Is it possible make a file in BED-like format in such a way that each row of data represents a region of the genome and then have different columns to specify the length, the GC content, the DNA methylation, the nucleosome occupancy, Nucleosome Repeat Length and as many features as one could gather, of each region? (if anyone could suggest other features, that would be great)
I ask this with the intention of trying to apply machine learning algorithms to try to predict genomic features.
If it is possible how would I go about collecting the data from different GEO datasets such that each data point that I collected was aligned with the region of DNA that it was supposed to be characterising....
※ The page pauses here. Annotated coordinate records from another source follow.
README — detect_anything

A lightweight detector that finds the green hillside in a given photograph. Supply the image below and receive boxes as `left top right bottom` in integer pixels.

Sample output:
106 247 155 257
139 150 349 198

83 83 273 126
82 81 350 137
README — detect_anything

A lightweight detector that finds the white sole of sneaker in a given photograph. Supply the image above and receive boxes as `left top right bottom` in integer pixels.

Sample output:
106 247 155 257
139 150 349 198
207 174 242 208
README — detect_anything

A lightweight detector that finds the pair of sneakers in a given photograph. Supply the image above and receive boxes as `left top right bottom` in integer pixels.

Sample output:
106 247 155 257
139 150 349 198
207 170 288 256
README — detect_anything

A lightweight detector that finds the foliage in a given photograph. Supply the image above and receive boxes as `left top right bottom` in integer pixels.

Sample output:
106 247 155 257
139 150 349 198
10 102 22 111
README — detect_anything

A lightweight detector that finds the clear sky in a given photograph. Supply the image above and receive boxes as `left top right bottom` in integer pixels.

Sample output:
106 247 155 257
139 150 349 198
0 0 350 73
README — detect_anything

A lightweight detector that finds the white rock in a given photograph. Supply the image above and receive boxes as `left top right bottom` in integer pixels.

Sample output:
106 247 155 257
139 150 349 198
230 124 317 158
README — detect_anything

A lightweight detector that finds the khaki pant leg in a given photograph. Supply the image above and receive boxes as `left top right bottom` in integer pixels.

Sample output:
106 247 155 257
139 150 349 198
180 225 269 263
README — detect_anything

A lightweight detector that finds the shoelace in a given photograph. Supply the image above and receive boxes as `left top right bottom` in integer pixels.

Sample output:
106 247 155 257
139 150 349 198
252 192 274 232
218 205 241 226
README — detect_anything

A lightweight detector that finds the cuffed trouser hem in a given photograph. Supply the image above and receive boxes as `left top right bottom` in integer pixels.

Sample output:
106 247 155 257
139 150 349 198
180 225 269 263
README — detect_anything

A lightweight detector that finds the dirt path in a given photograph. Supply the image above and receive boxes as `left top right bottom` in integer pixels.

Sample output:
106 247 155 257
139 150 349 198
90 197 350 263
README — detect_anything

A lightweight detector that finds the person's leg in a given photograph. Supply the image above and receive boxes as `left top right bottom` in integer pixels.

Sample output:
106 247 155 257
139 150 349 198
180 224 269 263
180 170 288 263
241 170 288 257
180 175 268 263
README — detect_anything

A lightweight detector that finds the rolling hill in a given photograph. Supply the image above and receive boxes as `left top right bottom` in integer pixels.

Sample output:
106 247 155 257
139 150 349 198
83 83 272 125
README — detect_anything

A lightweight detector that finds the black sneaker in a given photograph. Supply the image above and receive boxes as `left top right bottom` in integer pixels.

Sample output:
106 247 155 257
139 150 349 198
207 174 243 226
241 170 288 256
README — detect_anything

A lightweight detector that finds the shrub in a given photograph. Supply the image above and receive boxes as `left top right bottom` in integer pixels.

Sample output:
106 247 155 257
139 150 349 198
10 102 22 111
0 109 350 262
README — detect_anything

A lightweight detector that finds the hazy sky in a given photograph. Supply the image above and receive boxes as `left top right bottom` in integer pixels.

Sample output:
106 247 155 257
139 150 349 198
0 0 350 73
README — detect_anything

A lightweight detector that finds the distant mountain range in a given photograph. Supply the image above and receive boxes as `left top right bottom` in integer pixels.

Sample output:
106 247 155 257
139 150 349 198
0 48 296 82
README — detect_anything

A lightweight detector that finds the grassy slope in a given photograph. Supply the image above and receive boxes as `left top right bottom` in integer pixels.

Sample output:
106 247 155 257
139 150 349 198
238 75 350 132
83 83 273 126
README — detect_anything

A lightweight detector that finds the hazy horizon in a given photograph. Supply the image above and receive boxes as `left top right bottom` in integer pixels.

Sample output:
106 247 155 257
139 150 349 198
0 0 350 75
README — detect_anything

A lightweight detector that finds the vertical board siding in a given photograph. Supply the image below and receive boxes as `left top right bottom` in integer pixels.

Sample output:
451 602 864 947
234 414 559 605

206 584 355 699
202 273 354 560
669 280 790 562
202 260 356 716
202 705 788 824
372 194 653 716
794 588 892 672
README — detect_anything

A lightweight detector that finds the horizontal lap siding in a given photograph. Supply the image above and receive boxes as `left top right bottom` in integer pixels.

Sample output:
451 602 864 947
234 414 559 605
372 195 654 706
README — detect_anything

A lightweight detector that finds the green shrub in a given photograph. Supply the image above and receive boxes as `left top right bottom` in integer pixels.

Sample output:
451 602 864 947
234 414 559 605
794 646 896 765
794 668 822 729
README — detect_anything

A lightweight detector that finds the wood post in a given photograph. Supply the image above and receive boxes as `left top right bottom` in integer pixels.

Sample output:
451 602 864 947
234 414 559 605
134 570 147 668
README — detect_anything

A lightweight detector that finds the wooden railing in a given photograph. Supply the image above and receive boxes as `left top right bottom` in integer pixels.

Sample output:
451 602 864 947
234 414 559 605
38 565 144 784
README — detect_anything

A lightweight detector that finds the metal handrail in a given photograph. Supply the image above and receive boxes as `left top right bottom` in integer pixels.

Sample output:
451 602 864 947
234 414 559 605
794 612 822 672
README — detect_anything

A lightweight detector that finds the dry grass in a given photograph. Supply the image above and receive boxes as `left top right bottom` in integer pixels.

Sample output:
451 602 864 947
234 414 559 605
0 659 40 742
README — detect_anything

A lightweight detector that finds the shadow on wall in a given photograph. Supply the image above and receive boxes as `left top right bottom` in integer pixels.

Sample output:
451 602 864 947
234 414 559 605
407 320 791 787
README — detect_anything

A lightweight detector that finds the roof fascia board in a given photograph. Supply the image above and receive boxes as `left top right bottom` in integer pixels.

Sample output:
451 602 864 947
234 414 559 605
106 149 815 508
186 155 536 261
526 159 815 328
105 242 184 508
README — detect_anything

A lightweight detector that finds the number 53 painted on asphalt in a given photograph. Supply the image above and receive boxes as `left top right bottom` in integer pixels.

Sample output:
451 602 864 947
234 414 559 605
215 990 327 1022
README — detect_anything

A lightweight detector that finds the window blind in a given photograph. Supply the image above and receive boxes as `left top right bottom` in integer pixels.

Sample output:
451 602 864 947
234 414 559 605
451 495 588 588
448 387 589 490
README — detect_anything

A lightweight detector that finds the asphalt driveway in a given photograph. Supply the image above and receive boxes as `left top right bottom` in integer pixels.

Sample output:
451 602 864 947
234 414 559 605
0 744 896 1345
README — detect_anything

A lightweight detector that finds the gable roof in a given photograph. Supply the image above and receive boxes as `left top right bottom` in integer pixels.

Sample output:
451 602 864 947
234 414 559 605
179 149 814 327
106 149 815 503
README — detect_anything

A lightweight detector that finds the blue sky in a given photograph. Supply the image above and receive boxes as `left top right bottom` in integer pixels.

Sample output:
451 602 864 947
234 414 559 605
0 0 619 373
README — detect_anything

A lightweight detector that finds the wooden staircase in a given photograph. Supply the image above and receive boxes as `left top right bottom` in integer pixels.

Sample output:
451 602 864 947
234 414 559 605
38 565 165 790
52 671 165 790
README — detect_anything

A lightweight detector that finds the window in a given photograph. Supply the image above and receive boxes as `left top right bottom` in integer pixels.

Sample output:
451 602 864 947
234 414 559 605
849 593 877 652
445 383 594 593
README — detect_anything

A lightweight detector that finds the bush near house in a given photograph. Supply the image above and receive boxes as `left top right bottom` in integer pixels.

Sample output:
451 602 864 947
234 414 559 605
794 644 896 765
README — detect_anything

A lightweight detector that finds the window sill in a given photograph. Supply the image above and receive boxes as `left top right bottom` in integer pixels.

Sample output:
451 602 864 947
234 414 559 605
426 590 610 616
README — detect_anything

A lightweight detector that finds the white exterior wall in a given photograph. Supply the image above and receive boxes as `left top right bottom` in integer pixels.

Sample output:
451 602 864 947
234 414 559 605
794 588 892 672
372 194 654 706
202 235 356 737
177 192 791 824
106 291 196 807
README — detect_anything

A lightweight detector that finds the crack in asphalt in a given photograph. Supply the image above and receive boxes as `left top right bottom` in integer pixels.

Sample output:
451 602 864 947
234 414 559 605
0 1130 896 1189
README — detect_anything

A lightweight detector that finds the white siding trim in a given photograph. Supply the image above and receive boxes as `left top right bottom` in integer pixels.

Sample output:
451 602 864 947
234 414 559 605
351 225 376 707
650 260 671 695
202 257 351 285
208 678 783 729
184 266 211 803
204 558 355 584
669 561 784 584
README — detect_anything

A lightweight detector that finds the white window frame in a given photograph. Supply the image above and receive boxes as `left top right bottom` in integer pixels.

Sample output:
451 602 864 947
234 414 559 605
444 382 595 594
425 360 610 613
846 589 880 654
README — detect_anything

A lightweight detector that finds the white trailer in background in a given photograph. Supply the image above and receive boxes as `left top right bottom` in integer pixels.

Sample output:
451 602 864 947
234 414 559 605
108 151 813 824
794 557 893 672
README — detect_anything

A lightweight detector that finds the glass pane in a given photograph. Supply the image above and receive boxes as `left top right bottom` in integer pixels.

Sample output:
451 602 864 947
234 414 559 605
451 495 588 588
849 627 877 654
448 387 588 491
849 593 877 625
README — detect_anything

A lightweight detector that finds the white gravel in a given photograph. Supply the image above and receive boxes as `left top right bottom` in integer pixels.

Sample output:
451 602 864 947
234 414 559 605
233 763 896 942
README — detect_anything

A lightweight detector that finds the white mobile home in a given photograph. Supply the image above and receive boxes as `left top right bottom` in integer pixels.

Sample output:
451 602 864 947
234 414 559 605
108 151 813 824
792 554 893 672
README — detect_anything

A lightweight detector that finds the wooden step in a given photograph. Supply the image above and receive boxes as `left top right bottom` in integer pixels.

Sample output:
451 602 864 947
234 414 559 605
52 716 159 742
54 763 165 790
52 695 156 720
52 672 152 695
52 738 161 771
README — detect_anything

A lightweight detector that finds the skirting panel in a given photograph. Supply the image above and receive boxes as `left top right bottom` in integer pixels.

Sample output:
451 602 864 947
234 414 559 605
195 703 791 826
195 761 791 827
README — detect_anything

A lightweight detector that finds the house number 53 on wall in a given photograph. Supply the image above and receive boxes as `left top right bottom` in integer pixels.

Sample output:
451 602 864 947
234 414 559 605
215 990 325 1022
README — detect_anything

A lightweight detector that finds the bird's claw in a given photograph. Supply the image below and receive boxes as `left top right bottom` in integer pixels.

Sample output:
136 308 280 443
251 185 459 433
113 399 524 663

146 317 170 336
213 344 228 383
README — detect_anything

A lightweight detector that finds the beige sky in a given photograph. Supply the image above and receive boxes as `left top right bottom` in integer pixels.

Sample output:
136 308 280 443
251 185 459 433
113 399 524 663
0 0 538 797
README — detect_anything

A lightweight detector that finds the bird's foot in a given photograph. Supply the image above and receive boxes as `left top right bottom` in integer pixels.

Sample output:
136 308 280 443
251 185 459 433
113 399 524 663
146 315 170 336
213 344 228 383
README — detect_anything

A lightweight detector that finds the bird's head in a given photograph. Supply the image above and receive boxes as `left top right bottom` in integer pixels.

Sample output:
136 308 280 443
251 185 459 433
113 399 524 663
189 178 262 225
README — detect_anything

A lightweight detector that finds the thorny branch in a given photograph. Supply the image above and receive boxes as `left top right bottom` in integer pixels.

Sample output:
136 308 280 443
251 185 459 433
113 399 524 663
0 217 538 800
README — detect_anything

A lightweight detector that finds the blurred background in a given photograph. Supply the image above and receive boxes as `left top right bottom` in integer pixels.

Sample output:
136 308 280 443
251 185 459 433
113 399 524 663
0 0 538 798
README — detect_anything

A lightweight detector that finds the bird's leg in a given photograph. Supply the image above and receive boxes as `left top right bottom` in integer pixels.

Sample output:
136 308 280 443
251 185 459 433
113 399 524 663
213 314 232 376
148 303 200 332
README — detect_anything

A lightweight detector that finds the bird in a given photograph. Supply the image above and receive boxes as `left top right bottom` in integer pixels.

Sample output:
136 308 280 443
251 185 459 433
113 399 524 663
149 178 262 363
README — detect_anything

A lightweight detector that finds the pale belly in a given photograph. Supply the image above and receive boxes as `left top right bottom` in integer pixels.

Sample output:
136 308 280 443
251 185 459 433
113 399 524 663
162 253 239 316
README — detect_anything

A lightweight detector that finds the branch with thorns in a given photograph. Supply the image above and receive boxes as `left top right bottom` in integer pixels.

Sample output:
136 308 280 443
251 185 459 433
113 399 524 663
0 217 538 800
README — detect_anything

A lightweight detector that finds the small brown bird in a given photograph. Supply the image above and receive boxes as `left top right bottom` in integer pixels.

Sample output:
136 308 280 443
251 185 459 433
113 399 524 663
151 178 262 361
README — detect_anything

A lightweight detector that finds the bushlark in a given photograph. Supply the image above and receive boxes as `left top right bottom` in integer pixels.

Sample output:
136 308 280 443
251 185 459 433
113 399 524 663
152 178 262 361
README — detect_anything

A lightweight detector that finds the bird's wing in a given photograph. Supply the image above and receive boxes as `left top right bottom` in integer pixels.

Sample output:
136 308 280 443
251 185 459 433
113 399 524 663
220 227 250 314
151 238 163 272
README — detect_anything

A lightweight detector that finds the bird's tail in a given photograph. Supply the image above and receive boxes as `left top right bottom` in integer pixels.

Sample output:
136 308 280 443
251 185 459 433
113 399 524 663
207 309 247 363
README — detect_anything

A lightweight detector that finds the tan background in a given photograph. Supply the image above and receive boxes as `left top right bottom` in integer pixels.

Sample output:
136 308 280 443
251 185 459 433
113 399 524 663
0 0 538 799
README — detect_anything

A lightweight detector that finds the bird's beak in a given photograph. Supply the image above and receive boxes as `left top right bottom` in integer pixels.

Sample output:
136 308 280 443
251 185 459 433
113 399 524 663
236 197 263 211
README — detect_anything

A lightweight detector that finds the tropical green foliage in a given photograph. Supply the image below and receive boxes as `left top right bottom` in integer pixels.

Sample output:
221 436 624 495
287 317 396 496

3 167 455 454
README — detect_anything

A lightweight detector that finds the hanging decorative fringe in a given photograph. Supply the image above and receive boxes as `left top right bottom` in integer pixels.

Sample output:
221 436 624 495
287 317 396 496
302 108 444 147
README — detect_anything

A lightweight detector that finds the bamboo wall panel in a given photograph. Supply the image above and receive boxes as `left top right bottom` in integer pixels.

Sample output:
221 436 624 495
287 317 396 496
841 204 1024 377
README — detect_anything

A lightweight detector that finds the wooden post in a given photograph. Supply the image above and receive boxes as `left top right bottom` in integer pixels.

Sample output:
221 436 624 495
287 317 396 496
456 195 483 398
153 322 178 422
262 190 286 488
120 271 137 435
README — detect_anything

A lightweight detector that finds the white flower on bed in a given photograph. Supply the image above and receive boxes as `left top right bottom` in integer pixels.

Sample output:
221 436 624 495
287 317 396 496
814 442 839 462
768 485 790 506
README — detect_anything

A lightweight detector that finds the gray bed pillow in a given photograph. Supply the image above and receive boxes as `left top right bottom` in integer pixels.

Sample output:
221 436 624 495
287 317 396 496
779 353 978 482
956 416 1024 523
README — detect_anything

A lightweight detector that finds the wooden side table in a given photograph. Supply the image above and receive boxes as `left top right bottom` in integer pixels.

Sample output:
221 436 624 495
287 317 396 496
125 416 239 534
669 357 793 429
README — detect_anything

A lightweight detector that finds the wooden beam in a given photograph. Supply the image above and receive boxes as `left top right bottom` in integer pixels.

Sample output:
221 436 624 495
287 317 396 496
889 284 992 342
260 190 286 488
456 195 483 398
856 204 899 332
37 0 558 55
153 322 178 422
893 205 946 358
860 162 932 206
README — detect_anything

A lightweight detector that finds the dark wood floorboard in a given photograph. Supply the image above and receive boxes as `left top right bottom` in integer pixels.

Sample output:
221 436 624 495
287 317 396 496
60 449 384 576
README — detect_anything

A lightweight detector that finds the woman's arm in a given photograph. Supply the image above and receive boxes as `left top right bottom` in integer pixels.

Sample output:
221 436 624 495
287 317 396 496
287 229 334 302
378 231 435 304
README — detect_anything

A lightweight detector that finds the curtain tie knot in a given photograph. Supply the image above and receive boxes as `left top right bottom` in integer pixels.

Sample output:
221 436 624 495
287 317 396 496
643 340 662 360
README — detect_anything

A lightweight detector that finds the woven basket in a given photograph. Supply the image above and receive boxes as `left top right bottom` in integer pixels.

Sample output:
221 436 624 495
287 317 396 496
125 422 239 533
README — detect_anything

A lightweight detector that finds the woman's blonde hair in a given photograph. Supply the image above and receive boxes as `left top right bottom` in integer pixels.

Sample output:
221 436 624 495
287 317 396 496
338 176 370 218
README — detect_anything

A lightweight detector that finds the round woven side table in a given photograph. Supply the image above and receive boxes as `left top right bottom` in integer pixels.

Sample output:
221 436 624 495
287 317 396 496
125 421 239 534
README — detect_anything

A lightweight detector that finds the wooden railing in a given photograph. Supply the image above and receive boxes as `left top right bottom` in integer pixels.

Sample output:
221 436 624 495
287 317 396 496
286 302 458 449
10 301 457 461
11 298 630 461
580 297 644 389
I have two bed files one specifies the NRL of a set of regions the other returns the 'mappability' of these regions they are organised as follows:
head(file1)
chr start end mappability
chr1 3000066 3000100 1.0000
chr1 3000100 3000130 0.5000
chr1 3000130 3000199 0.0625
chr1 3000199 3000277 0.0500
head(file2)
chr start end NRL
chr1 3000000 3000067 250
chr1 3000067 3000079 300
chr1 3000079 3000084 200
chr1 3000084 3000099 130
So I am wondering if someone can help me with an R-script to parse these files such that I can make a new file that contains the overlapping regions between each start and end specifying columns and keep the features that pertain to each of the original files...
So I would want my output to be something like this:
head(files_merged)
chr overlap mappability NRL GC_content more_features...... chr1 start-end 1.0000 250 chr1 start-end 0.5000 300 chr1 start-end 0.0625 200
I can see (obviously) how my plan is flawed in that the regions specified in one file could be much smaller than those in another. Hence what I am also open to suggestions as to a better way to do this?